Almirante: Pakyaw workers

RESPONDENTS Armando Guilaran and 30 others filed complaints for illegal dismissal, underpayment of wages and non-payment of allowance, separation pay, service incentive leave pay and 13th month pay, and for moral and exemplary damages against petitioners Ramiro Lim & Sons Agricultural Co. Inc., Sima Real Estate Development Inc. and Ramiro Lim.

They alleged that they were agricultural workers of the petitioners, employed to work in all the agricultural stages of work on the 84-hectare hacienda owned by petitioners. They were paid on a mixed pakyaw and daily basis. They were allegedly illegally dismissed on July 22, 2000 when they asked to be paid based on the prevailing minimum wage then.

Petitioners, on the other hand, argued that respondents were employed as laborers on a pakyaw basis. When their attention was called to the plan to conduct stricter measures to prevent wastage and production losses due to their half-hearted performance, respondents refused to return to work, paralyzing operations for about three weeks.

The Court of Appeals (CA) found that since the respondents have been performing services necessary and desirable to the business of petitioners which are badges of regular employment, even though they did not work throughout the year and the employment depended on a specific season, it granted their reinstatement and payment of full backwages and attorney’s fees.

Did the CA err?

Ruling: No.

It has already been settled by this Court that respondents were regular seasonal workers. The CA decision, which was affirmed with finality by this Court, held:

Third. Anent their complaint for illegal dismissal. Although petitioners do not work throughout the year and their employment depends upon a specific season, like for instance, milling seasons; and for only a specific task like, weeding, plowing, fertilizing, to name a few, inasmuch as they have been performing services necessary and desirable to private respondents’ business, serve as badges of regular employment.
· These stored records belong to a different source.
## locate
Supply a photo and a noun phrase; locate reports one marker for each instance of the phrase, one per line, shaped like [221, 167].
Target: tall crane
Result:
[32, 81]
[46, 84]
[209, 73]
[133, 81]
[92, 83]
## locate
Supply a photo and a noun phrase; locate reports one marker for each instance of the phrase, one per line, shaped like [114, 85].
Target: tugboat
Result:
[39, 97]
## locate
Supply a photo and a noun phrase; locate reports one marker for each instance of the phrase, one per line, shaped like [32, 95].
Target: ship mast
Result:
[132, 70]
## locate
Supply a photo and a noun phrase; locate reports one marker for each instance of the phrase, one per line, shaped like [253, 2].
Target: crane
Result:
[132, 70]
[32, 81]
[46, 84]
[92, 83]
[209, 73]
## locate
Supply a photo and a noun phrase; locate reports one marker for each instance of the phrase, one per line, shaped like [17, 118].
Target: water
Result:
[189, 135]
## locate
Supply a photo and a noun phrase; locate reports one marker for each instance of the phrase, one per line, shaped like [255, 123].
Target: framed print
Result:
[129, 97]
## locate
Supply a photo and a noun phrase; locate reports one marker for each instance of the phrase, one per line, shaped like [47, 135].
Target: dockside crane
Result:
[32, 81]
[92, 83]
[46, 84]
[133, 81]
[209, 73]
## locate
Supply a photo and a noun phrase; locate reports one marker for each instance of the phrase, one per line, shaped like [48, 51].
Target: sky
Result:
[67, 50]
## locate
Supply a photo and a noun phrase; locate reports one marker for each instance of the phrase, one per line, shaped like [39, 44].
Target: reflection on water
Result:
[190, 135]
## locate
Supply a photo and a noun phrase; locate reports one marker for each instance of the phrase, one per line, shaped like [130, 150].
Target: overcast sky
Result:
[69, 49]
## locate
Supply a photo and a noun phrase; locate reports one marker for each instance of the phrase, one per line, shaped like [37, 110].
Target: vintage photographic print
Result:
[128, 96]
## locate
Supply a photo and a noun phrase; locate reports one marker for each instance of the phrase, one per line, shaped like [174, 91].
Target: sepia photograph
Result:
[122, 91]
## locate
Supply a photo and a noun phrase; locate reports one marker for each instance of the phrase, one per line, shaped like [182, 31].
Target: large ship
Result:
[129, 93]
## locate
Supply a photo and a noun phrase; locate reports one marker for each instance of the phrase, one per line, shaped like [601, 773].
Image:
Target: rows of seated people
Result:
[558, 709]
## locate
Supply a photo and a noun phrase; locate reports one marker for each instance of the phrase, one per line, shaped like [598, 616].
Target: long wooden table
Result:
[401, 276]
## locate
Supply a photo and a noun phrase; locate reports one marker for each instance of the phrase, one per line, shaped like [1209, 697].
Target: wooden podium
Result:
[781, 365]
The fact that petitioners “do not work continuously for one whole year but only for the duration of a season does not detract from considering them regular employees. It is well-entrenched in our jurisprudence that seasonal workers who are called from time to time and are temporarily laid off during off-season are not separated from service in said period, but are merely considered on leave until re-employed.

x x x

A distinguishing characteristic of a task basis engagement or pakyaw, as opposed to straight-hour wage payment, is the non-consideration of the time spent in working. In a payment by pakyaw basis, the emphasis is on the task itself, in the sense that payment is reckoned in terms of completion of the work, not in terms of the number of hours spent in the completion of the work. (Ramiro Lim & Sons Agricultural Co., et.al. vs. Armando Guilaran, et.al., G.R. No. 221967, February 6, 2019).